Complete step-by-step solution:
We are given a linear equation in one variable $\dfrac{7}{{a - 4}} = \dfrac{{14}}{6}$.and we have to solve this equation for variable ($a$).
To simplify the equation, multiply both sides of the equation with the $\left( {a - 4} \right)\left( 6 \right)$, we get
$\Rightarrow \left( {a - 4} \right)\left( 6 \right) \times \dfrac{7}{{a - 4}} = \left( {a - 4} \right)\left( 6 \right) \times \dfrac{{14}}{6}$
Now cancelling out all the possible terms from both of the sides of the equation, we get
$\Rightarrow \left( 6 \right) \times 7 = \left( {a - 4} \right)14$
Now applying the distributive property of multiplication on the right-hand side of the equation to expand the term as $A\left( {B + C} \right) = AB + AC$and multiplying the values on the left-hand side , we get our equation as
$\Rightarrow 42 = 14a - 56$
Now transposing all the constant terms from the RHS to LHS using the rules of transposing of terms.
Remember that when a term is transposed from any side towards another side the sign of the term gets reversed.

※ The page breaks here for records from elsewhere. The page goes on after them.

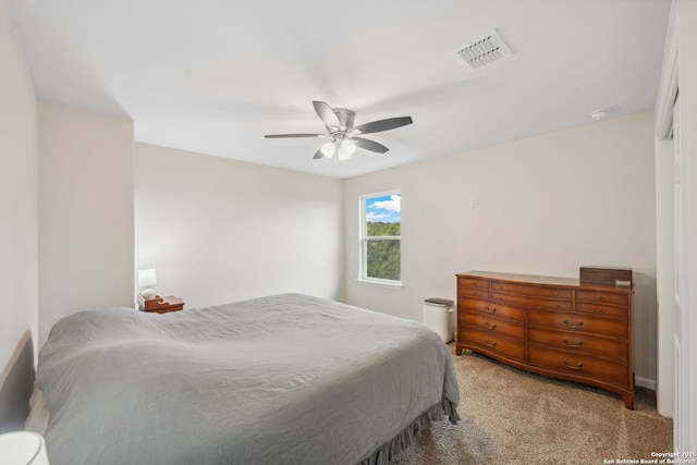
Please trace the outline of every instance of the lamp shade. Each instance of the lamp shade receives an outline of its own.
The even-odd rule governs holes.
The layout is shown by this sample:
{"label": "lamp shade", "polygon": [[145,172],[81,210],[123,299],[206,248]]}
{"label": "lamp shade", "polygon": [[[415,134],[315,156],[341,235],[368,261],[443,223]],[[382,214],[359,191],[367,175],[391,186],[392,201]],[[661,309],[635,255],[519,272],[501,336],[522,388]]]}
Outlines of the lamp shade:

So, When $ - 56$is transposed from RHS to LHS it will become $56$.
$\Rightarrow 42 + 56 = 14a$
Simplifying the above further we get
$\Rightarrow 98 = 14a$
Now dividing both sides of the equation with the coefficient of the variable $a$i.e.$14$
$
  \Rightarrow \dfrac{{14a}}{{14}} = \dfrac{{98}}{{14}} \\
  \Rightarrow a = 7 \\
 $

Therefore, we have obtained the solution of the given equation as $a = 7$.

Additional Information:
i) Linear Equation in one variable: A linear equation is an equation which can be represented in the form of $ax + c$ where $x$ is the unknown variable and a,c are the numbers known where $a \ne 0$. If $a = 0$ then the equation will become constant value and will no more be a linear equation.
ii) The degree of the variable in the linear equation is of the order 1.
iii) Every Linear equation has 1 root.

Note:
1. One must be careful while calculating the answer as calculation error may come.
2.There is only one value of $a$ which is the solution to the equation and if we put this $a$ in the equation, the equation will be zero.
3.Like terms are the terms who have the same variable and power.
4. Graph of the linear equation is always a straight line.